En defensa de los venezolanos

«Los venezolanos que huyen son víctimas; hacen lo que haría cualquiera de nosotros en su lugar»

Madura, durante un acto en Caracas (Venezuela) REUTERS

ÁLVARO VARGAS LLOSA

Cualquier grupo humano –familia, comunidad, país– que se ve súbitamente expuesto al contacto con forasteros, con los «otros», tiende a colocarse a la defensiva, proyectando sobre esa presencia extraña sus propios demonios, de tal modo que ella pasa a ser culpable de sus problemas. Es la razón por la cual la inmigración alimenta las ideologías xenófobas.

En algunos países, el rechazo al inmigrante está empezando a cebarse en los venezolanos, que a medida que su país se deshace van buscado cobijo en América Latina, Estados Unidos y España.

Casi cinco millones de venezolanos han huido de las consecuencias espeluznantes del chavismo. Como en el caso de Cuba hace décadas, las primeras olas de emigrantes provenían de clases medias y altas; muchos eran profesionales, gracias a lo cual industrias como la petrolera se beneficiaron en otros países de la contratación de ejecutivos preparados. Luego, también como en Cuba, la diáspora se «democratizó», abarcando todos los grupos sociales. El exilio se empezó a confundir con el refugio: la frontera entre lo primero, que es más bien político, y lo segundo, que tiene un cariz humanitario, se difuminó.

Sucedió algo más: la masificación acelerada de la diáspora. Las fronteras venezolanas se llenaron de cientos de miles de seres que protagonizaban escenas dantescas en su intento por pasar del otro lado, en Colombia, Brasil, en menor medida Guyana o, por mar, Aruba y Trinidad y Tobago. Más de medio millón de venezolanos han ingresado para quedarse en Colombia y en varias localidades fronterizas los servicios se han visto desbordados. En el caso de Brasil, ya representan el 10 por ciento de la población de Boa Vista y las autoridades han militarizado parte de la frontera. En Lima o Madrid es imposible moverse por la ciudad sin toparse con ellos; en el sur de la Florida suman ya cientos de miles.

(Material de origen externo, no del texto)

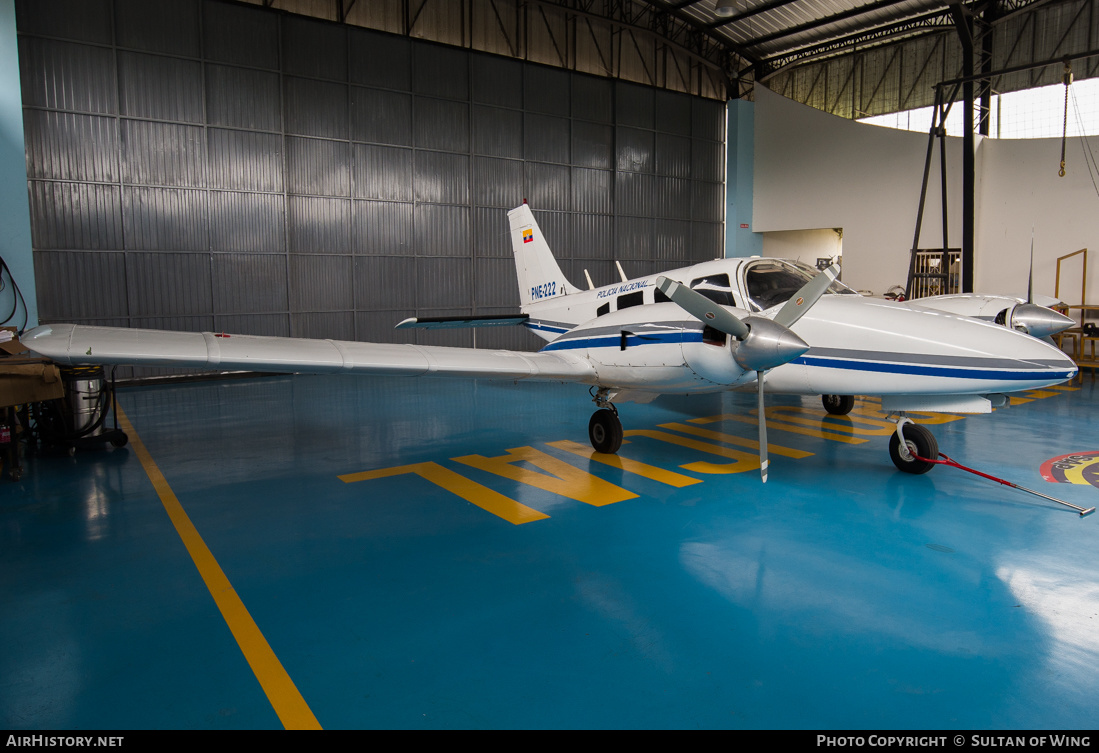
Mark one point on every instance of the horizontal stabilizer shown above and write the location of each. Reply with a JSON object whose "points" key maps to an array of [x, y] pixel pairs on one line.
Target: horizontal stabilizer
{"points": [[458, 322], [73, 344], [936, 403]]}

En muchos de estos lugares se alzan voces que piden poner coto al ingreso de venezolanos. En algunos países, como Panamá, la hostilidad contra ellos impregna el debate público y en otros, como el Perú, esa discusión empieza a insinuarse. En Colombia Juan Manuel Santos ya pide ayuda internacional, en parte porque cree que la necesita y en parte porque ve venir conflictos peligrosos si el ingreso de venezolanos continúa al ritmo que va. La postura firme del llamado Grupo de Lima contra Caracas de cara a la farsa electoral organizada para reelegir a Nicolás Maduro el 22 de abril tiene que ver con el pánico a que la consolidación definitiva de la dictadura, y por tanto del drama social que allí se vive, provoque el éxodo de varios millones de venezolanos más.

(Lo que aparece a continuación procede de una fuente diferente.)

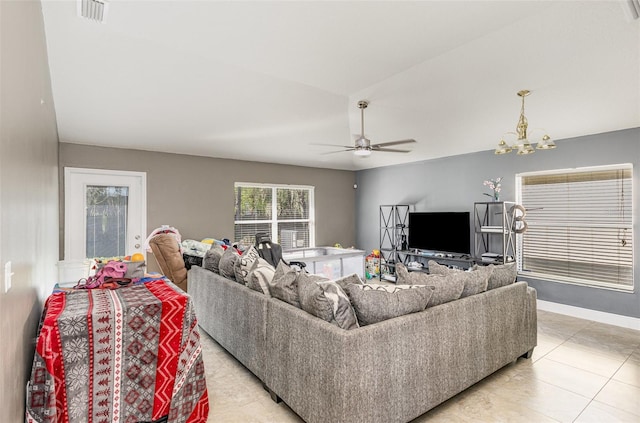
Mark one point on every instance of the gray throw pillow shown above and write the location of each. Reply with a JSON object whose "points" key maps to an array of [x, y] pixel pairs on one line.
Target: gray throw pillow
{"points": [[445, 288], [261, 276], [327, 300], [211, 260], [375, 303], [227, 263], [502, 275], [474, 282], [346, 280], [284, 285], [312, 298], [344, 316], [245, 263], [436, 268]]}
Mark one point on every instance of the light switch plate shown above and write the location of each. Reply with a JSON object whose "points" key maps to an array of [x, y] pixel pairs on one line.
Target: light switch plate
{"points": [[7, 276]]}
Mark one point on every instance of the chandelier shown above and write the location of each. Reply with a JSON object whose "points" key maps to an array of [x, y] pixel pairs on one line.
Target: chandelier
{"points": [[523, 143]]}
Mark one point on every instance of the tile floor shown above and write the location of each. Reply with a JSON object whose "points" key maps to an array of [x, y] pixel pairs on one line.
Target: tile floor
{"points": [[581, 371]]}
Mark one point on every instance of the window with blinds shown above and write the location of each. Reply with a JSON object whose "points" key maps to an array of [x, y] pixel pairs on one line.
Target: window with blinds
{"points": [[579, 226], [285, 212]]}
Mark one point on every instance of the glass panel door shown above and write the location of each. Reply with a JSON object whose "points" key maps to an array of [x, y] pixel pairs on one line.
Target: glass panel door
{"points": [[105, 213]]}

Sería una muy cruel ironía que, enfrentados al ingreso de tantos venezolanos que abandonan su país por desesperación, los países democráticos que hoy repudian por vía diplomática el populismo nacionalista del chavismo acaben haciendo suya una de las peores variantes del populismo nacionalista: el odio al «otro». Van a ser necesarias buenas dosis de coraje y lucidez por parte de gobiernos y líderes de opinión de países receptores para neutralizar un sentimiento xenófobo que empieza a notarse y que cuenta con mucho espacio para crecer si tomamos en cuenta que la tragedia venezolana no tiene ninguna solución en el corto plazo.

Los venezolanos que huyen son víctimas; hacen lo que haría cualquiera de nosotros en su lugar. No están movidos por el deseo de invadir a nadie ni quitarle el trabajo a nadie, ni por el afán de vivir a costa de un Estado ajeno: sólo por la necesidad de no perecer, el más primordial de los instintos.